J’ai d’abord créé les protagonistes, avec leur passé et leur parcours. L’histoire s’est ensuite construite autour de cela. Je voulais écrire un vrai récit d’aventure, avec pleins de personnages, des gentils, des méchants, aux pouvoirs sympathiques ou terrifiants. Je les ai ensuite plongés dans un XIXe siècle imaginaire, avec des machines à la Jules Verne.

- Pour un coup d’essai, cette première BD est une vraie réussite. Comment avez-vous acquis cette maîtrise ?

- Merci ! C’est un peu instinctif. Je dessine et raconte des histoires depuis mon plus jeune âge. A l’époque, je recopiais les BD que j’empruntais à la bibliothèque. J’inventais le cousin éloigné d’Astérix ou j’imaginais la suite des films que je regardais. Désormais, je dessine et lis autant que je peux. Parfois, je regarde simplement autour de moi et mon imagination fait le reste.

- En dessinant cette histoire, avez-vous pensé qu’elle pourrait s’adresser à des enfants malgré ses côtés très noirs et violents ?

- Oui, car mon style de dessin désamorce le côté sombre que peuvent avoir certains passages, et aussi parce que les enfants adorent avoir peur ! Les contes classiques que tout le monde connaît sont, à l’origine, bien plus cruels que mon histoire.

- Avez-vous été inspiré par des écrivains ? Des auteurs de BD ? Des peintres ?

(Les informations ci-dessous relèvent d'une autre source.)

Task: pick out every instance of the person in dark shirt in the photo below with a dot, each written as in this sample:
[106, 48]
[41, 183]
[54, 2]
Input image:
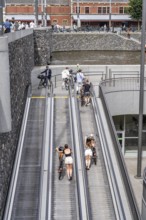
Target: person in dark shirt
[47, 75]
[7, 26]
[86, 92]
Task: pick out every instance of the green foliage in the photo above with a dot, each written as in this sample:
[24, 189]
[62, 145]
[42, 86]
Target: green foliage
[135, 9]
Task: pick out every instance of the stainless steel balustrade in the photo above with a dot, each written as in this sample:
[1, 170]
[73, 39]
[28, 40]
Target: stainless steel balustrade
[12, 189]
[45, 203]
[84, 212]
[122, 84]
[122, 166]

- Je suis passionné d’Histoire, et en particulier du XIXe siècle. Charles Dickens, Jules Verne, Victor Hugo m’ont beaucoup influencé. Comme d’autres artistes de l’époque : Goya, Manet, Gustave Doré ou Arthur Rackham. Tous ces auteurs ont abordé à leur manière des thèmes qui m’intéressent : la différence, l’injustice, l’étrangeté, la féerie, l’aventure.

- Y aura-t-il une suite ?

- La suite est écrite, je vais commencer à la dessiner. On retrouvera Sylvan, Séraphine, le Professeur Wernes, Léonore et les enfants ! Je ne peux rien dire sur l’histoire, sauf que vous avez déjà vu le méchant principal, qui apparaît une fois dans une case du premier tome. Chaque tome ayant sa propre histoire, je n’ai pas déterminé combien la série en comptera !

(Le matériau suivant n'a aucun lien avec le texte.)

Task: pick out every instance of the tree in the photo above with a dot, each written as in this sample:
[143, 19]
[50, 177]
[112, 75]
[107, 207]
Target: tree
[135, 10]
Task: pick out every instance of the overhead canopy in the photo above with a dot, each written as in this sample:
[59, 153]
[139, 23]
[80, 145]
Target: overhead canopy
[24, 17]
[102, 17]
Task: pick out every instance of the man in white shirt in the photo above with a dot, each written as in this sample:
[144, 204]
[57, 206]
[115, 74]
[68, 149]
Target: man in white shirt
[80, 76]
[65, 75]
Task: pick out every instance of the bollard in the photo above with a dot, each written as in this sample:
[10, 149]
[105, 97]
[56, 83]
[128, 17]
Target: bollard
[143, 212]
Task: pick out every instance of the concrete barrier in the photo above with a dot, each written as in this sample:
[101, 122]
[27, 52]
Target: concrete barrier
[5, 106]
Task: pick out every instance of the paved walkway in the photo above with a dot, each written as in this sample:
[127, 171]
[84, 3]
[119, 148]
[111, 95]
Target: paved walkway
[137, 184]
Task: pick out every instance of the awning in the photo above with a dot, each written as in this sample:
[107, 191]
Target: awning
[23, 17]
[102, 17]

Propos recueillis par Benoit Marchon

 

COMMENTAIRES
  1. belmahjoui maik dit:

    moi je le trouve cool

  2. Marine_Tools dit:

    pourquoi pas:)

  3. tazzzergirl dit:

    ça a l’AIR BIEN MAIS UN PEU LUGUBRE QUAND MEME VU LA TETE DU HEROS (ENFIN SI C’EST UNE TETE)!!!!!!!

  4. Orane grussin dit:

    ça a l’air… génial mais faut vraiment avoir l’âge pour le lire hein ???

  5. Mouelhi dit:

    Moi je trouve que ce livre est très bien, jai hâte de le lire !

  6. Yousouka230 dit:

    Moi, je pense que ça doit être un trés bon livre !!!